Patients may have difficulty identifying the cause of the leg pain, apart from the underlying condition of deep vein thrombosis (DVT) for which they are being treated. Any leg pain that is severe or worsens suddenly or over time, should be evaluated by a doctor.
Detachment Risks to Heart and Lungs
When a strut breaks loose and makes its’ way through the bloodstream to the heart or lungs, called embolization, patients can suffer from severe chest pain similar to a heart attack.
Adverse event reports submitted to the U.S Food and Drug Administration (FDA) between 2005 and 2010, included 146 reports of embolization out of 921 total reports.

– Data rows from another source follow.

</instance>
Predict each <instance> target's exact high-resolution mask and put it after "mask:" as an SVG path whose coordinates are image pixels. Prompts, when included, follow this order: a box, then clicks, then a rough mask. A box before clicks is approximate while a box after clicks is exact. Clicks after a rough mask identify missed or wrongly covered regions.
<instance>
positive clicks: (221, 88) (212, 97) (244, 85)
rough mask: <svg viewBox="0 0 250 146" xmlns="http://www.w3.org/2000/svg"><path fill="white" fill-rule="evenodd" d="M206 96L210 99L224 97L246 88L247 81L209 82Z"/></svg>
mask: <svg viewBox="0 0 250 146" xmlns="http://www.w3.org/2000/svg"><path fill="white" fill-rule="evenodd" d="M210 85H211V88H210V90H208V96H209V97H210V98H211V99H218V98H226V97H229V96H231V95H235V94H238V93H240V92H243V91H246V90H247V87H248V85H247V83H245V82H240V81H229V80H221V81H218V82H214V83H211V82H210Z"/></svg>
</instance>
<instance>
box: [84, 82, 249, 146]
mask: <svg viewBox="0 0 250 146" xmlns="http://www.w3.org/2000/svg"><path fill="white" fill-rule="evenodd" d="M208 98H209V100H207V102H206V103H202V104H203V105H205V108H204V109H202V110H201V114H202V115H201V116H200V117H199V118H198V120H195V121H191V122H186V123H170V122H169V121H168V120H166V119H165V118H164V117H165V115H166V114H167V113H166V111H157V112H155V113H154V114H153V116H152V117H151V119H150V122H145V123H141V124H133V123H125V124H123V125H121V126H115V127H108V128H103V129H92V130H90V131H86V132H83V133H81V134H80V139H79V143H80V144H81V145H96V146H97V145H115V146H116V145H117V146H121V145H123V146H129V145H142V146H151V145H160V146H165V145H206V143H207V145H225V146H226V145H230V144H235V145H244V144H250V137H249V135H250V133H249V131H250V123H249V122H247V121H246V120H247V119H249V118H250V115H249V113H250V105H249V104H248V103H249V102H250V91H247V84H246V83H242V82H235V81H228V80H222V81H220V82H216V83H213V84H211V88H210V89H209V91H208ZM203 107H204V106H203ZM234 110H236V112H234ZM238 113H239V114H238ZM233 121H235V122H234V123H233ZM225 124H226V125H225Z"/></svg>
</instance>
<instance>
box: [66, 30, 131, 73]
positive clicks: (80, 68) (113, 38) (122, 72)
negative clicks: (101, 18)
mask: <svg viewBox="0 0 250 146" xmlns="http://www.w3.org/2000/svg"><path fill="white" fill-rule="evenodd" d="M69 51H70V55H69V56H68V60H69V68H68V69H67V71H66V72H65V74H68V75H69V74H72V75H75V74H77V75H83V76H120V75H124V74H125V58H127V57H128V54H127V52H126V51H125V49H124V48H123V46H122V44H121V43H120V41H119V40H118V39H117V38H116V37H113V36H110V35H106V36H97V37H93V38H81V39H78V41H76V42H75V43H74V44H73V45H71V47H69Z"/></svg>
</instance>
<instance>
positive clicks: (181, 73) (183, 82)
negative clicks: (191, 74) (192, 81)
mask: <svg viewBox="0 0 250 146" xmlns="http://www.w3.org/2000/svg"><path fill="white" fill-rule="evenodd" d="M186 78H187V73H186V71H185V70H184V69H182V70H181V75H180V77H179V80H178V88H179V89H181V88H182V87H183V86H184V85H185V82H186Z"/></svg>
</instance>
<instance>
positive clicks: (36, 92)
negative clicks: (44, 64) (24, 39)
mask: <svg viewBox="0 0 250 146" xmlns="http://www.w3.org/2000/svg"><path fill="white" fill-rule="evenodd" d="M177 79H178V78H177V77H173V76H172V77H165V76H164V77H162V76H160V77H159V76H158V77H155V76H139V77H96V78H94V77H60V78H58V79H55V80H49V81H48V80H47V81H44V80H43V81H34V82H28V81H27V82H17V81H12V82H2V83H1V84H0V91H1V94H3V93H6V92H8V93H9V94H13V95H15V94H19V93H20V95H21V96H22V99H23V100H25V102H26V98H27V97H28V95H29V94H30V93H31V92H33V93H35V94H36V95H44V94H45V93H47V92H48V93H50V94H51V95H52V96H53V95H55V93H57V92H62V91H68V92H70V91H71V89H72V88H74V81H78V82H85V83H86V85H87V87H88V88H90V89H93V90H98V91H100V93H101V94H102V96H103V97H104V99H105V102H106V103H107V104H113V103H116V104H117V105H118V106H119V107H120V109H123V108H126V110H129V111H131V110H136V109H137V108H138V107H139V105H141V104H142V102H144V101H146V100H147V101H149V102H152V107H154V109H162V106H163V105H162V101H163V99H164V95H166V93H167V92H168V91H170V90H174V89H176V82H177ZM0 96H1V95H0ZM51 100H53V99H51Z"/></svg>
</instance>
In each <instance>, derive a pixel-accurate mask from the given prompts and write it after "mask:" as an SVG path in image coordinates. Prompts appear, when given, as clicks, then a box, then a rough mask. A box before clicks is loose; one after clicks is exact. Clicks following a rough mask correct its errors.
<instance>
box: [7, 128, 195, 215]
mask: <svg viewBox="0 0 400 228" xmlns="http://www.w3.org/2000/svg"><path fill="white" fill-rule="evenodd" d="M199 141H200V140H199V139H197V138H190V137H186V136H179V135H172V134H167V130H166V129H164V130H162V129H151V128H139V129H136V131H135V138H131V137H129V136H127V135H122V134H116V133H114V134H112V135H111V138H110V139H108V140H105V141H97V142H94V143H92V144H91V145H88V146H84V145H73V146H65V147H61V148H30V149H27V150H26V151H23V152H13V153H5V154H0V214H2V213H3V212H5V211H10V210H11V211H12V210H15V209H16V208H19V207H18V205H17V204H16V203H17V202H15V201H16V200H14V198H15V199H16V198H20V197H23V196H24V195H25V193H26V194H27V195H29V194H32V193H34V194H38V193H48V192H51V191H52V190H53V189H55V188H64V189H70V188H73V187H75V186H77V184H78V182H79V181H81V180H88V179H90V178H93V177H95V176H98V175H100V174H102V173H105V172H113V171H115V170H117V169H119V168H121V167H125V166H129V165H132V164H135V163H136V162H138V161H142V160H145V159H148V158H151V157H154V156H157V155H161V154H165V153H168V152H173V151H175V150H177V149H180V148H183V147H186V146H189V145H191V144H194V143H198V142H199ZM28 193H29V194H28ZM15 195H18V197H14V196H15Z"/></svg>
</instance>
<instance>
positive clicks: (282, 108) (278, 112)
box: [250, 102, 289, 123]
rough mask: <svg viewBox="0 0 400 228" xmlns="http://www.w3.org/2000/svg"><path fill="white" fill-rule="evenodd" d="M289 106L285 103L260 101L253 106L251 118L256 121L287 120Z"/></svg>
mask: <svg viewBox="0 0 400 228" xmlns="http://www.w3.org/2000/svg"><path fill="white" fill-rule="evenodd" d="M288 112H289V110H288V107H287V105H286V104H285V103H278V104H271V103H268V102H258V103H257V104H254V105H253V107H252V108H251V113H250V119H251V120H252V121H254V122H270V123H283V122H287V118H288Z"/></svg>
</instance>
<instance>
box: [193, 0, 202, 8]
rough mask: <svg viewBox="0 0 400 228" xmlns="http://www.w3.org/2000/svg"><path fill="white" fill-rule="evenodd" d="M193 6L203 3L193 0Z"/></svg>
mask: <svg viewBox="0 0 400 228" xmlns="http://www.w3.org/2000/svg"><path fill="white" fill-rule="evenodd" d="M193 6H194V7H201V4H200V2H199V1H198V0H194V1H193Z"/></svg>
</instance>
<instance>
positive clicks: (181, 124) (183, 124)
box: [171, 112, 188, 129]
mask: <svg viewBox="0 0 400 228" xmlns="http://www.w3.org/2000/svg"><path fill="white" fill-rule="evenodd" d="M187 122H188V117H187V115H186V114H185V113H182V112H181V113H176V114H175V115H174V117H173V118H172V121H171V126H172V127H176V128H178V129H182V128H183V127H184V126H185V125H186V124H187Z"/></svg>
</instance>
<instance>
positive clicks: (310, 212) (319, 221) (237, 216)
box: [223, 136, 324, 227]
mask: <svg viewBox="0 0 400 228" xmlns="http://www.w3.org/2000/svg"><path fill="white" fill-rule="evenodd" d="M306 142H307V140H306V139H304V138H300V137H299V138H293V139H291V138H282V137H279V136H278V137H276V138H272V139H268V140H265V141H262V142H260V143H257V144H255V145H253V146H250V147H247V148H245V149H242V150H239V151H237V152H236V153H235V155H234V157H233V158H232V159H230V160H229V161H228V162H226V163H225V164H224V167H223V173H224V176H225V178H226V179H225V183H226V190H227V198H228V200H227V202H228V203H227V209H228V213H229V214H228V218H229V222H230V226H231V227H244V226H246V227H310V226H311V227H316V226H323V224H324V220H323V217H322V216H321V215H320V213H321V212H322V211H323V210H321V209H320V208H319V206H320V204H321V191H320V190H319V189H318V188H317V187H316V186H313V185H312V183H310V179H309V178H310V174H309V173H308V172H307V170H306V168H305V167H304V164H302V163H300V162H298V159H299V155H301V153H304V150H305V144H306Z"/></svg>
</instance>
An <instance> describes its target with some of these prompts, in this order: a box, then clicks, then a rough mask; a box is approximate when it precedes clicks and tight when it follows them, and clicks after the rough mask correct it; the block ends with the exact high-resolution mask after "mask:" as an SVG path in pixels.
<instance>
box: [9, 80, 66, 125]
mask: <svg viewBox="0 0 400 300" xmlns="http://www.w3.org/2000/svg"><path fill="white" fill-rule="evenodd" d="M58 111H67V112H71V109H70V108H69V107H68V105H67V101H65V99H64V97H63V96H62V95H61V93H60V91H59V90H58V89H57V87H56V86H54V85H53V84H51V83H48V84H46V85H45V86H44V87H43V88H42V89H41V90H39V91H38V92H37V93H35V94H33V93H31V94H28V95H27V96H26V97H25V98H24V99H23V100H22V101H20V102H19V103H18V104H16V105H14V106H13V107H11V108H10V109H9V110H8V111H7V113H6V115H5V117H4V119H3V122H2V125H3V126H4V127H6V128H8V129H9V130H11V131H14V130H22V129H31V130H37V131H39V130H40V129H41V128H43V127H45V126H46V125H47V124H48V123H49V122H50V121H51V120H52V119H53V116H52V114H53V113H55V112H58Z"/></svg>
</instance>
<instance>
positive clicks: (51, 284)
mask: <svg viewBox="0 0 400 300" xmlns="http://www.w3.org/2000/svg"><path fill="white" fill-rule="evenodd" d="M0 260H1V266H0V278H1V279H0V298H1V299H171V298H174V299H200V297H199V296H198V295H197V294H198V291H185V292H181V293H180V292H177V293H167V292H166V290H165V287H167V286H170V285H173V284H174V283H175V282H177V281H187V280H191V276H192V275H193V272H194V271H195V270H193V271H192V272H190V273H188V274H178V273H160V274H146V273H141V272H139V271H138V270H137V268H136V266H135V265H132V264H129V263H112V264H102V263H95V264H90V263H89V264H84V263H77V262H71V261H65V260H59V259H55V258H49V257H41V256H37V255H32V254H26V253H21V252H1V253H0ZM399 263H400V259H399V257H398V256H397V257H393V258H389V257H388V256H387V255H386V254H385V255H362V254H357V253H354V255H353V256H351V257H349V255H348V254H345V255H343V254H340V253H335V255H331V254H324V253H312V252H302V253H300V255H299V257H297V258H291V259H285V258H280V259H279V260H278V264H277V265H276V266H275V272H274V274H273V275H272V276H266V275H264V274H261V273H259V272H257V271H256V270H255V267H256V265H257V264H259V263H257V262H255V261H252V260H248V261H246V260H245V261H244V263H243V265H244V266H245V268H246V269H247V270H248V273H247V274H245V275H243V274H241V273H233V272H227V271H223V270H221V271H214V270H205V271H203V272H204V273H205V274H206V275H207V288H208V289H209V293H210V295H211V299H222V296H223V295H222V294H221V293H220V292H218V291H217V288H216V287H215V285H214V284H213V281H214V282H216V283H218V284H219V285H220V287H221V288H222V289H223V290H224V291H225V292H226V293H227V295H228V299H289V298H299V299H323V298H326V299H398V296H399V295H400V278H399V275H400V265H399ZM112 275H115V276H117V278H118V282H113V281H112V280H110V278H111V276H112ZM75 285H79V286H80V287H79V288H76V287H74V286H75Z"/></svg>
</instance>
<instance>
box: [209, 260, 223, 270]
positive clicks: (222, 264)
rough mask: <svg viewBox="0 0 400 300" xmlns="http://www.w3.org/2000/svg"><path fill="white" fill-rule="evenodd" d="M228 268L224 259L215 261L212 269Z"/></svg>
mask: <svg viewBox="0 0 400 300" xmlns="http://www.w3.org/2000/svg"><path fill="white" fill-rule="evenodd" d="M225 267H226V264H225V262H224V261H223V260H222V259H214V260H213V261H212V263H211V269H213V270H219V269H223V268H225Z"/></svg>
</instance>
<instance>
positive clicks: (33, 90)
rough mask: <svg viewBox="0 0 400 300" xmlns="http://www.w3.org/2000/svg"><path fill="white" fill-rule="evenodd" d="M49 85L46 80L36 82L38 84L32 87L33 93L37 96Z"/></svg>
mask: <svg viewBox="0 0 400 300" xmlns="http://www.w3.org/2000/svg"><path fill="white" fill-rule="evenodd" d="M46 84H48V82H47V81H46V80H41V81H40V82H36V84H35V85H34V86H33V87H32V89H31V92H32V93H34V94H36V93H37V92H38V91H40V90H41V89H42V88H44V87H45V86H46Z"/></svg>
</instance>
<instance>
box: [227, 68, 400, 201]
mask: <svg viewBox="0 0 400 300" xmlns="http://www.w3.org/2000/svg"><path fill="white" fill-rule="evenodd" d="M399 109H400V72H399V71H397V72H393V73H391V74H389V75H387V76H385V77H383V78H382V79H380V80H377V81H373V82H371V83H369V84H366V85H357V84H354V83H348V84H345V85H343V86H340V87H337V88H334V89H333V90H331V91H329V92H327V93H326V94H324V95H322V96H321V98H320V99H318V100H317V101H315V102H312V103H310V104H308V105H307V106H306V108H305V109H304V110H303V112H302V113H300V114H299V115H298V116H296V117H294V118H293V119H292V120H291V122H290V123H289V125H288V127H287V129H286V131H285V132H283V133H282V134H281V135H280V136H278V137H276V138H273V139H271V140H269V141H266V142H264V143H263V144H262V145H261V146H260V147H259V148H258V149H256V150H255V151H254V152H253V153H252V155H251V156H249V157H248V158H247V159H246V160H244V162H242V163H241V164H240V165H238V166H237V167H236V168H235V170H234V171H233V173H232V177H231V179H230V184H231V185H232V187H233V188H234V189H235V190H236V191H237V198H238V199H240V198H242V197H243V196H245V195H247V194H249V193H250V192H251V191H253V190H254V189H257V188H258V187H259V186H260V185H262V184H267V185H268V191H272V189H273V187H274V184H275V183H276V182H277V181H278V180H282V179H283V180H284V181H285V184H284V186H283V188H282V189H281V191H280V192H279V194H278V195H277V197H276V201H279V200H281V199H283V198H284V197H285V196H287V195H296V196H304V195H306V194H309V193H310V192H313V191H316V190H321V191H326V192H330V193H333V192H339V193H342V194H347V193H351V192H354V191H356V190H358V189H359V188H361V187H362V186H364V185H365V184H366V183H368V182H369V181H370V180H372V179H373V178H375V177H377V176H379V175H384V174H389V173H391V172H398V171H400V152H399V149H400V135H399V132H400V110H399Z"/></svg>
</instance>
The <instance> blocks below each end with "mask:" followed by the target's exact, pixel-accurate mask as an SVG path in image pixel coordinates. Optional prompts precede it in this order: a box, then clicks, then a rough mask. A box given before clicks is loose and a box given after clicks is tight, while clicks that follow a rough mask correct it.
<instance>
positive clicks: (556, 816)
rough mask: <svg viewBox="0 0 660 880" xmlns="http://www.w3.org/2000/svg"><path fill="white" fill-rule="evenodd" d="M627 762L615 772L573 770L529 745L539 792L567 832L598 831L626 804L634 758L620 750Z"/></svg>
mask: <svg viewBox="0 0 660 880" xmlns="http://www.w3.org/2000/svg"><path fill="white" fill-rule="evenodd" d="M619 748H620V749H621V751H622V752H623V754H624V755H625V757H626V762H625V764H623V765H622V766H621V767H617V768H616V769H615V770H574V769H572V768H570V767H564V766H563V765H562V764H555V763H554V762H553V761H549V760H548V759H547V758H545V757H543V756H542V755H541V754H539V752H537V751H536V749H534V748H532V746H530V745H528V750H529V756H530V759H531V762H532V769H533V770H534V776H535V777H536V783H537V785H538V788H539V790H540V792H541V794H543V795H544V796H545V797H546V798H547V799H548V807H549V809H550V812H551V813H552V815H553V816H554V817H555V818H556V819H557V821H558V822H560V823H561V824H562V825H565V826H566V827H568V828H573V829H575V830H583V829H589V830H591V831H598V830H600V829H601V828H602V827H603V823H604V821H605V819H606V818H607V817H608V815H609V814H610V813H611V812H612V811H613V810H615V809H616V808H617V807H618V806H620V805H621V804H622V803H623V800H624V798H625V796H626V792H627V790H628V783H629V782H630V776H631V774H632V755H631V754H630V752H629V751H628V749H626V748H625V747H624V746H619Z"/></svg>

Embolization of IVC filters to the heart and lungs can have serious and sometimes deadly consequences. Signs and symptoms of the serious condition might include coughing up blood, heart attack, swelling in the legs, difficulty breathing or shortness of breath, and loss of consciousness.
A 2008 case study in the Texas Heart Institute Journal describes a 69-year-old patient who was implanted with an IVC filter, which ended up moving to the right ventricle of his heart. His primary symptom was a ventricular tachycardia, an elevated heartbeat arising from the lower chamber of the heart. A person’s heartbeat normally arises from the right atrium, which is the top part of the heart.
After the device was removed, he developed a leaky tricuspid valve in his right heart chamber. His doctors believed the device had become entangled in the valve, which sustain damaged when the device was removed.
In some cases, open heart surgery may be needed to repair damage caused by IVC filter embolization to the heart.
DVTs and Retrieval Risks
Patients with IVC filters have a risk of deep venous thrombosis (blood clot in lower-body vein). The risk doubles two years after a filter is placed. The incidence of this complication has been estimated to be as high as 43 percent.
Retrieving the filter comes with possible problems, including fracturing the filter and injuring the inferior vena cava, tearing the wall of the blood vessel or hemorrhage.
Despite the possibility of complications from the removal procedure, experts still recommend removing the IVC filter as soon as it’s no longer needed because the risks of leaving it in place too long outweigh the risks of removing it.
Please seek the advice of a medical professional before making health care decisions.